NEWS

Olympics chief rebuffs lewd claims

By Karolos Grohmann - Reuters

A clutch of complaints by US viewers that the Athens Olympics opening ceremony featured lewd nudity has incensed the Games chief, who warned American regulators to back off from policing ancient Greek culture. Gianna Angelopoulos-Daskalaki warned the Federal Communications Commission watchdog, sensitive after a deluge of outrage when singer Janet Jackson's breast was exposed at a Super Bowl game, not to punish NBC television that aired the Games. Male nudity, a woman's breast and simulated sex were the subjects of shrill complaints about the opening ceremony on August 13, which were posted by the FCC on its website. «Far from being indecent, the opening ceremonies were beautiful, enlightening, uplifting and enjoyable,» Angelopoulos-Daskalaki wrote in a weekend commentary in the Los Angeles Times titled «Since When is Greece's Culture Obscene?» «Greece does not wish to be drawn into an American culture war. Yet that is exactly what is happening,» she said. Complaints focused on a parade of actors portraying naked statues. Among them were the Satyr and the nude Kouros male statues, both emblems of ancient Greece's golden age. Created by modern Greek choreographer Dimitris Papaioannou and broadcast in the United States by NBC, the opening ceremony was credited with giving the Games a vitally successful start. «We also showed a couple enjoying their love of the Greek sea and each other. And we told the history of Eros, the god of love. Turning love, yearning and desire into a deity is an important part of our contribution to civilization,» Angelopoulos-Daskalaki said. The FCC, whose authority only extends to US media, has said it is looking into complaints but it was not clear whether a formal investigation would be launched.

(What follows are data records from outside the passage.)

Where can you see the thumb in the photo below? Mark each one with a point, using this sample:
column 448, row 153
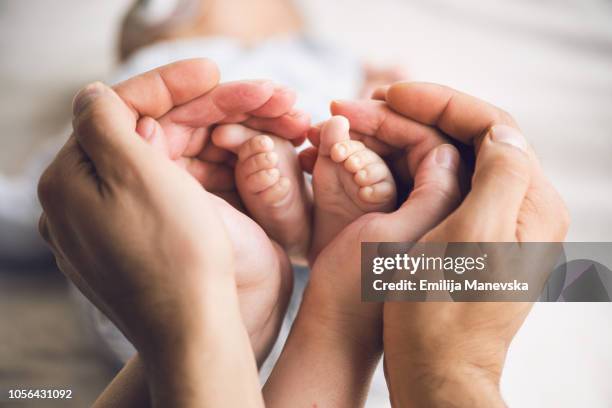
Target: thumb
column 105, row 128
column 500, row 182
column 435, row 195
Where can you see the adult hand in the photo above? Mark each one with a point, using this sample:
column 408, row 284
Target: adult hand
column 336, row 340
column 126, row 226
column 263, row 271
column 453, row 353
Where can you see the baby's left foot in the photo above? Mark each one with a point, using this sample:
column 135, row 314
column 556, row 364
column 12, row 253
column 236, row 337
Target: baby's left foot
column 349, row 180
column 271, row 185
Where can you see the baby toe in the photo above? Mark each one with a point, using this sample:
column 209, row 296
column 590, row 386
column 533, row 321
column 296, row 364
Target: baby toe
column 275, row 195
column 360, row 159
column 232, row 136
column 261, row 180
column 258, row 162
column 333, row 131
column 255, row 145
column 377, row 193
column 371, row 174
column 340, row 151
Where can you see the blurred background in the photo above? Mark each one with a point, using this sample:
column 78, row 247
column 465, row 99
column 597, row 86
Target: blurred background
column 547, row 62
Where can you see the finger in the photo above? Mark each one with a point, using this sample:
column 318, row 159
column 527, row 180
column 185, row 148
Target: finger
column 314, row 134
column 376, row 119
column 360, row 159
column 156, row 92
column 255, row 145
column 377, row 193
column 261, row 161
column 262, row 180
column 335, row 137
column 544, row 216
column 104, row 128
column 226, row 100
column 380, row 94
column 212, row 176
column 233, row 136
column 371, row 174
column 308, row 158
column 69, row 178
column 280, row 103
column 459, row 115
column 292, row 125
column 435, row 195
column 499, row 185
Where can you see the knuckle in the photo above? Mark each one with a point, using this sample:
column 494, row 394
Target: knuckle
column 504, row 117
column 504, row 168
column 43, row 228
column 47, row 187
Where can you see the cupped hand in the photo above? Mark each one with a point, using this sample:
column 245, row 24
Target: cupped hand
column 463, row 345
column 183, row 134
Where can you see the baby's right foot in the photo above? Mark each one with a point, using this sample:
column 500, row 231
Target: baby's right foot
column 349, row 180
column 271, row 184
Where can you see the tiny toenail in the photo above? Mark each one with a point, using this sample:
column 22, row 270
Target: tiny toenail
column 265, row 141
column 271, row 157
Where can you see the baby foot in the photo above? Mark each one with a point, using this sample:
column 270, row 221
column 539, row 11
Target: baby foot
column 271, row 185
column 349, row 180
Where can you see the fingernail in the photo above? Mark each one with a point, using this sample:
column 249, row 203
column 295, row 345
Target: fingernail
column 508, row 135
column 86, row 96
column 340, row 149
column 447, row 156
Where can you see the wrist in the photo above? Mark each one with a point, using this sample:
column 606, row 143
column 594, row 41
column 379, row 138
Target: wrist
column 191, row 366
column 329, row 322
column 451, row 385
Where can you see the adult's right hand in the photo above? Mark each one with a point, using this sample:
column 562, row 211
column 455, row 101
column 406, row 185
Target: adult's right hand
column 144, row 241
column 453, row 353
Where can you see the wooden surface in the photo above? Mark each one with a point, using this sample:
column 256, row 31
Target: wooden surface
column 42, row 342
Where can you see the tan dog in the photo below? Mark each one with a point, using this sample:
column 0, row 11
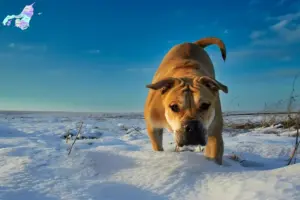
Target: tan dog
column 184, row 98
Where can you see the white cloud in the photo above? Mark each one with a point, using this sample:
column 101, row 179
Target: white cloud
column 286, row 58
column 94, row 51
column 257, row 34
column 283, row 31
column 142, row 69
column 254, row 2
column 12, row 45
column 281, row 2
column 26, row 47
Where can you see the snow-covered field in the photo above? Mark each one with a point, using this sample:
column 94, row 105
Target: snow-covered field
column 119, row 164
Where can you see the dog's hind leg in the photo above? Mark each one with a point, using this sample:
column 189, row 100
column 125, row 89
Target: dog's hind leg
column 156, row 137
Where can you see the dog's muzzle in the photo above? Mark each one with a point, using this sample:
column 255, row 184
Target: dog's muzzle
column 194, row 133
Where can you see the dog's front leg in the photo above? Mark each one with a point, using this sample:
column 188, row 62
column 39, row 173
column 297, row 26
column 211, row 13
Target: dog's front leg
column 215, row 148
column 156, row 137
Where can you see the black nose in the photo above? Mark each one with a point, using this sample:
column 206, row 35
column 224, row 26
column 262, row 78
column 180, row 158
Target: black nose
column 191, row 126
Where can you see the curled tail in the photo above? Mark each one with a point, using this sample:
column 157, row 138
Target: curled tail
column 204, row 42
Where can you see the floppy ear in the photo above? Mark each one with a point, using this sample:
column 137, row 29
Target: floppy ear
column 213, row 84
column 164, row 85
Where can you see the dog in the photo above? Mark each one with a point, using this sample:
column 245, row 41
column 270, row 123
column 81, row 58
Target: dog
column 184, row 98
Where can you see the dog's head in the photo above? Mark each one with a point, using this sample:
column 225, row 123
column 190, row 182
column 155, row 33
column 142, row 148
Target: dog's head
column 189, row 106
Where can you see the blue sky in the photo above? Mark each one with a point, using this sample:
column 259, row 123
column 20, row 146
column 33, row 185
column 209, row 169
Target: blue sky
column 99, row 55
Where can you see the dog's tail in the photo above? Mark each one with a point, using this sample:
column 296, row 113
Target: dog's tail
column 204, row 42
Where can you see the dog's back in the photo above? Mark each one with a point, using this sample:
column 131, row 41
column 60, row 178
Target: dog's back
column 187, row 57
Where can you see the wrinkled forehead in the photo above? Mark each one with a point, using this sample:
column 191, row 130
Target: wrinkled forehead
column 184, row 95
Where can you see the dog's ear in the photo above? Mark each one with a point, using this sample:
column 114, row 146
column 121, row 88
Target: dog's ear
column 212, row 84
column 164, row 85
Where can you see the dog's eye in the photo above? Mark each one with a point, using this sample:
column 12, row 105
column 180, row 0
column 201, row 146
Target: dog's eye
column 204, row 106
column 174, row 108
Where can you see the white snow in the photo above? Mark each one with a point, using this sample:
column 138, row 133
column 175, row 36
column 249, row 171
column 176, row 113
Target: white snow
column 34, row 162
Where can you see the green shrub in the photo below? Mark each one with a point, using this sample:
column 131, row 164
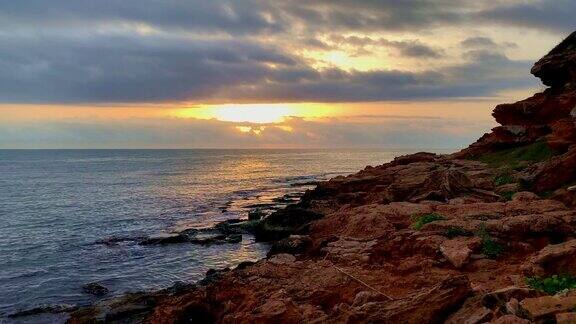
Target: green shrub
column 517, row 157
column 552, row 285
column 420, row 221
column 490, row 248
column 455, row 231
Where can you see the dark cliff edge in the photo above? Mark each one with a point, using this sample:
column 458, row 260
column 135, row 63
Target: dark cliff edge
column 487, row 234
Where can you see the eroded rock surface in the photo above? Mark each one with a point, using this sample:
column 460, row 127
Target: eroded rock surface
column 425, row 238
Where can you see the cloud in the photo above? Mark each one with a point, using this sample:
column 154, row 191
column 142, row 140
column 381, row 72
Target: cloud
column 99, row 69
column 388, row 132
column 84, row 51
column 553, row 15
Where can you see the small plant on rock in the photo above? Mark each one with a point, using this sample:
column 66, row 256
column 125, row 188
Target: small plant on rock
column 507, row 196
column 420, row 221
column 503, row 178
column 490, row 248
column 552, row 285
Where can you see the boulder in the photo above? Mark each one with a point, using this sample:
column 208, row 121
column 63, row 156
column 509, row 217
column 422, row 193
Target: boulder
column 525, row 196
column 458, row 250
column 510, row 319
column 558, row 67
column 95, row 289
column 500, row 297
column 553, row 259
column 440, row 301
column 284, row 222
column 566, row 318
column 46, row 309
column 294, row 244
column 545, row 308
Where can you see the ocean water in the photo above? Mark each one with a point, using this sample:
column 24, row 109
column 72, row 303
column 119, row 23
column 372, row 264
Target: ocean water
column 57, row 205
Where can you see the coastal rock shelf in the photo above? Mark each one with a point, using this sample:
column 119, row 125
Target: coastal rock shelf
column 483, row 235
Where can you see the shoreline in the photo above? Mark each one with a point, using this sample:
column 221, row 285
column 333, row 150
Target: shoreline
column 486, row 234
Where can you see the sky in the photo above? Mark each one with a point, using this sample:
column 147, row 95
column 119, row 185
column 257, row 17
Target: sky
column 266, row 74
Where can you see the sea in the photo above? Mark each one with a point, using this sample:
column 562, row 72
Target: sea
column 73, row 217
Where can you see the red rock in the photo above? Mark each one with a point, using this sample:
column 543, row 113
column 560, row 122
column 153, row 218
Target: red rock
column 553, row 259
column 566, row 318
column 458, row 250
column 510, row 319
column 559, row 66
column 546, row 307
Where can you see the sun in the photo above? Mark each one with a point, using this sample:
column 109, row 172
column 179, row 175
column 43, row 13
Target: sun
column 272, row 113
column 256, row 113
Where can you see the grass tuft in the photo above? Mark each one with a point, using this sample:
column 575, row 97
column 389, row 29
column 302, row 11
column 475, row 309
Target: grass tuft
column 490, row 248
column 455, row 231
column 552, row 285
column 516, row 158
column 420, row 221
column 503, row 178
column 507, row 196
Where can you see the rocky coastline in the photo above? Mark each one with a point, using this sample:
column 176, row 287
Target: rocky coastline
column 484, row 235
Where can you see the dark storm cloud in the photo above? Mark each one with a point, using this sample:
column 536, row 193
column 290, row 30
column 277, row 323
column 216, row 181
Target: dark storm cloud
column 117, row 69
column 120, row 69
column 234, row 17
column 63, row 50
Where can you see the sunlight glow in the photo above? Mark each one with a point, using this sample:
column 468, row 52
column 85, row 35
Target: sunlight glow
column 256, row 113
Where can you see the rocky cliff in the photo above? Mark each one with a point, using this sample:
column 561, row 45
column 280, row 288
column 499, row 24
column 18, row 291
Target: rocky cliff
column 483, row 235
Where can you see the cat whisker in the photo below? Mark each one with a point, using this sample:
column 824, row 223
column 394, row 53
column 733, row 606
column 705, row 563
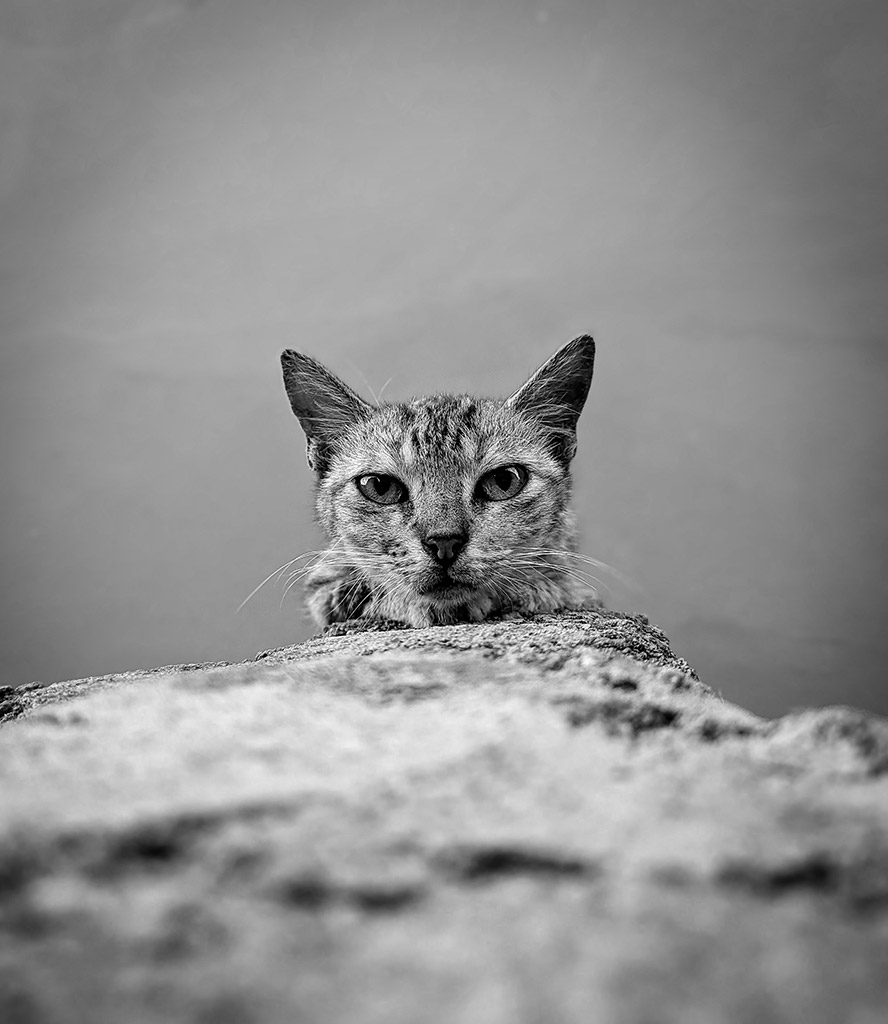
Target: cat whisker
column 278, row 571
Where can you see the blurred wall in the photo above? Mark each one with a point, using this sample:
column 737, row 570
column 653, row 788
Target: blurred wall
column 433, row 197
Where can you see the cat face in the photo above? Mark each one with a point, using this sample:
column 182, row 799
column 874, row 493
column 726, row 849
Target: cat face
column 448, row 508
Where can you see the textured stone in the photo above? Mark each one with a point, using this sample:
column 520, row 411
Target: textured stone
column 527, row 820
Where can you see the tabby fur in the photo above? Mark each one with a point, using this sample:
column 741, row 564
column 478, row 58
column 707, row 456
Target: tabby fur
column 498, row 556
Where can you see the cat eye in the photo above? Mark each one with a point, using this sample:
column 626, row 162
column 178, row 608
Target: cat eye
column 381, row 489
column 502, row 483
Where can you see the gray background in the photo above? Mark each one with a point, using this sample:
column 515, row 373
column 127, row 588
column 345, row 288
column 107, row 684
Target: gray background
column 440, row 195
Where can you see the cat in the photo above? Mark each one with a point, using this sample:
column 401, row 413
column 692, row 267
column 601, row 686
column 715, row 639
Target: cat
column 443, row 509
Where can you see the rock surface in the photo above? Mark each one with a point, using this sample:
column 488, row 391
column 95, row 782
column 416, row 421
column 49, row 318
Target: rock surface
column 543, row 820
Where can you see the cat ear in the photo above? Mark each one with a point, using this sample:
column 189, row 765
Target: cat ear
column 555, row 394
column 325, row 407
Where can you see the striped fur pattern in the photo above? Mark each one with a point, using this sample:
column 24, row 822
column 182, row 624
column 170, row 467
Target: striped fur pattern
column 504, row 556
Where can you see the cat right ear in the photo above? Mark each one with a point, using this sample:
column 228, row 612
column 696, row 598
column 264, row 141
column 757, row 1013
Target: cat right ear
column 325, row 407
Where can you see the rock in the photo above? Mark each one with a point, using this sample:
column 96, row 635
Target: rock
column 548, row 819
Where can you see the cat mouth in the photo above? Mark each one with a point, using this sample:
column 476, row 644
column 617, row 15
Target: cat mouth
column 442, row 585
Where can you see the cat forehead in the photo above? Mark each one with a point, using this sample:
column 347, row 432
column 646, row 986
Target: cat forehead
column 452, row 431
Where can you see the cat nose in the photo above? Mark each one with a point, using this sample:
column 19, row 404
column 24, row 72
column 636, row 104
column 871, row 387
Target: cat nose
column 445, row 547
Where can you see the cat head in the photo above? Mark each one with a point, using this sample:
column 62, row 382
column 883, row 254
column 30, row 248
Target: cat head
column 447, row 505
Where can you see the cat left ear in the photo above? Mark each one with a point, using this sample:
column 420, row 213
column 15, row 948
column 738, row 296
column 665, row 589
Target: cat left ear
column 556, row 393
column 324, row 404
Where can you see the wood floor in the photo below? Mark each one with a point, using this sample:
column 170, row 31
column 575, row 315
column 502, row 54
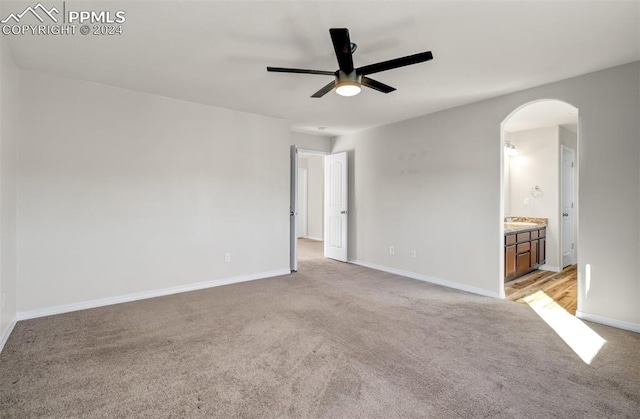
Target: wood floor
column 562, row 287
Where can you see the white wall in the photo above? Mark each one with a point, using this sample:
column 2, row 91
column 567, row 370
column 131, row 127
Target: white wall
column 311, row 142
column 8, row 141
column 122, row 192
column 315, row 220
column 433, row 184
column 568, row 138
column 537, row 165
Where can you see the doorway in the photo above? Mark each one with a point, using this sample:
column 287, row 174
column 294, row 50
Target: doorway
column 539, row 166
column 307, row 205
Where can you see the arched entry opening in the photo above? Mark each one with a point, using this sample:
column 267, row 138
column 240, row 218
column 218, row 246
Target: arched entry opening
column 539, row 202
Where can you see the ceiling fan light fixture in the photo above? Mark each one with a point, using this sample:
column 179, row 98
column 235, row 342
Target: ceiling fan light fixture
column 348, row 88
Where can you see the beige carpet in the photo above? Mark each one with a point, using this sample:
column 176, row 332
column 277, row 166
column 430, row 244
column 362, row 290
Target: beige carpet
column 310, row 249
column 331, row 341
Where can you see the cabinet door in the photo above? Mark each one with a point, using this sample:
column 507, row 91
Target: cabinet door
column 509, row 261
column 523, row 262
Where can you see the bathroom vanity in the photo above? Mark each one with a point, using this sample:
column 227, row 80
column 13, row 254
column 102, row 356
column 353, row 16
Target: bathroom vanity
column 524, row 248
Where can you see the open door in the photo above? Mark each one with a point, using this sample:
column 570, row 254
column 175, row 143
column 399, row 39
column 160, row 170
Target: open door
column 293, row 211
column 568, row 207
column 335, row 206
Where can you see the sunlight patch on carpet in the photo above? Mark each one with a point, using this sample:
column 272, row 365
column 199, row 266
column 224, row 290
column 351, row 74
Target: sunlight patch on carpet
column 581, row 338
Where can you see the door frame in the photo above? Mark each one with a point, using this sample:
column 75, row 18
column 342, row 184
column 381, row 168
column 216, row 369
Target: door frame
column 502, row 138
column 575, row 204
column 294, row 152
column 303, row 198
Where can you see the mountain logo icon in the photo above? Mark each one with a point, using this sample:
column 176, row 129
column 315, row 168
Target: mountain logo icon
column 34, row 11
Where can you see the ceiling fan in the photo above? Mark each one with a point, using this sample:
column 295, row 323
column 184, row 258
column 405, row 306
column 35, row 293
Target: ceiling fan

The former Athens 2004 chief, who said the handful of US complaints were dwarfed by the 3.9 billion people who watched the ceremony, had a blunt message. «As Americans surely are aware, there is great hostility in the world today to cultural domination in which a single value system created elsewhere diminishes and degrades local cultures,» she said in her commentary. «In this context, it is astonishingly unwise for an agency of the US government to engage in an investigation that could label a presentation of the Greek origins of civilization as unfit for television viewing.»